TINA MAIOLO, Esq. is the Embassy of Italy's official referral contact concerning requests for legal aid that the embassy receives from its constituency. The certification was formalized by Italy's ambassador to the U.S., Giovanni Castellaneta last April. Maiolo is the only attorney in the U.S. to receive this certification. She heads the business law practice for Carr Maloney, a law firm serving the mid-Atlantic region with offices in Washington, D.C., Maryland and Virginia.

JOHN MARCHI, a former N.Y. state senator (R), who represented Staten Island for a record 50 years as the longest-serving member of the state's legislature, died April 25, a month shy of his 88th birthday, of pneumonia in his parents' hometown of Lucca, Italy. Mr. Marchi was elected to the N.Y. State Senate in 1956, ran unsuccessfully for mayor twice and was a champion of Staten Island and its Italian Americans. Among his many accomplishments, he is credited with helping to design the financial plan that saved New York City from bankruptcy in the 1970s.

JIM MESSINA is deputy White House chief of staff for President Barack Obama whom he previously served as chief of staff during Mr. Obama's presidential campaign. Messina, 39, is known as a "key problem solver," thanks to his contacts in the U.S. Congress where he was chief of staff to Senators Max Baucus and Byron Dorgan and Rep. Carolyn McCarthy.

NINA MIGLIONICO, the first woman to serve in the city council in Birmingham, Ala., and its first woman president, died May 6 at age 95. Tiny at only 4 feet 11 inches, she was a fierce defender of civil rights and opponent of segregation during the 18 years she served in the council (1963-81). The daughter of Italian immigrants, she grew up above her family's grocery store and later became one of Alabama's first women lawyers.

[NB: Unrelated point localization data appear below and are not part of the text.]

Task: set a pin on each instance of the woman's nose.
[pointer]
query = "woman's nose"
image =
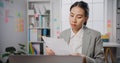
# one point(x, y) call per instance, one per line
point(74, 20)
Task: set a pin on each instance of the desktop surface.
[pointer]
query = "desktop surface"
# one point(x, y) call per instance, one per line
point(45, 59)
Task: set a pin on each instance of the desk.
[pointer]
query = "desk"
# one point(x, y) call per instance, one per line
point(108, 50)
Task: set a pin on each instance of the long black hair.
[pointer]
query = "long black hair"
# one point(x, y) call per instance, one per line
point(82, 5)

RICHARD C. PROTO, former director of research at the U.S. National Security Agency (NSA), who died last year, was honored by NSA May 18 when it named its new Symposium Center after him in recognition of his 35-year-career at the agency. A gifted mathematician, his "Proto Algorithm" is still used at NSA. Congressman John Larson of Connecticut entered Proto's achievements in the Congressional Record on May 21.

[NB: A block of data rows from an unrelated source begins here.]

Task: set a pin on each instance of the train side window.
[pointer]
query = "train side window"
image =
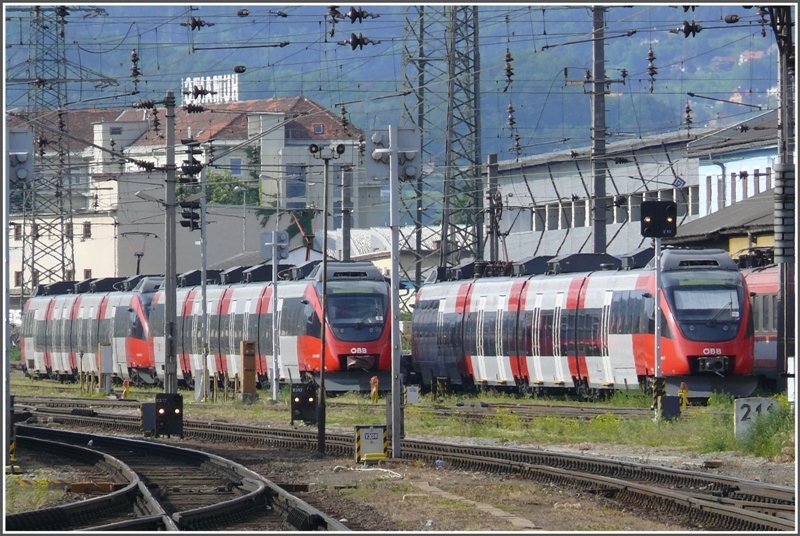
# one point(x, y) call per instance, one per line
point(770, 312)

ADRIANA TRIGIANI, the best-selling novelist, treated about 300 of her fans during her first annual World's Biggest Book Club luncheon in New York City April 25. They were served hors d'oeuvres, drinks and dessert, all courtesy of Trigiani to show her appreciation. Author of Very Valentine, Lucia, Lucia and the Big Stone Gap series, she has written the screenplay and plans to direct the movie version of her first best seller, Big Stone Gap this year.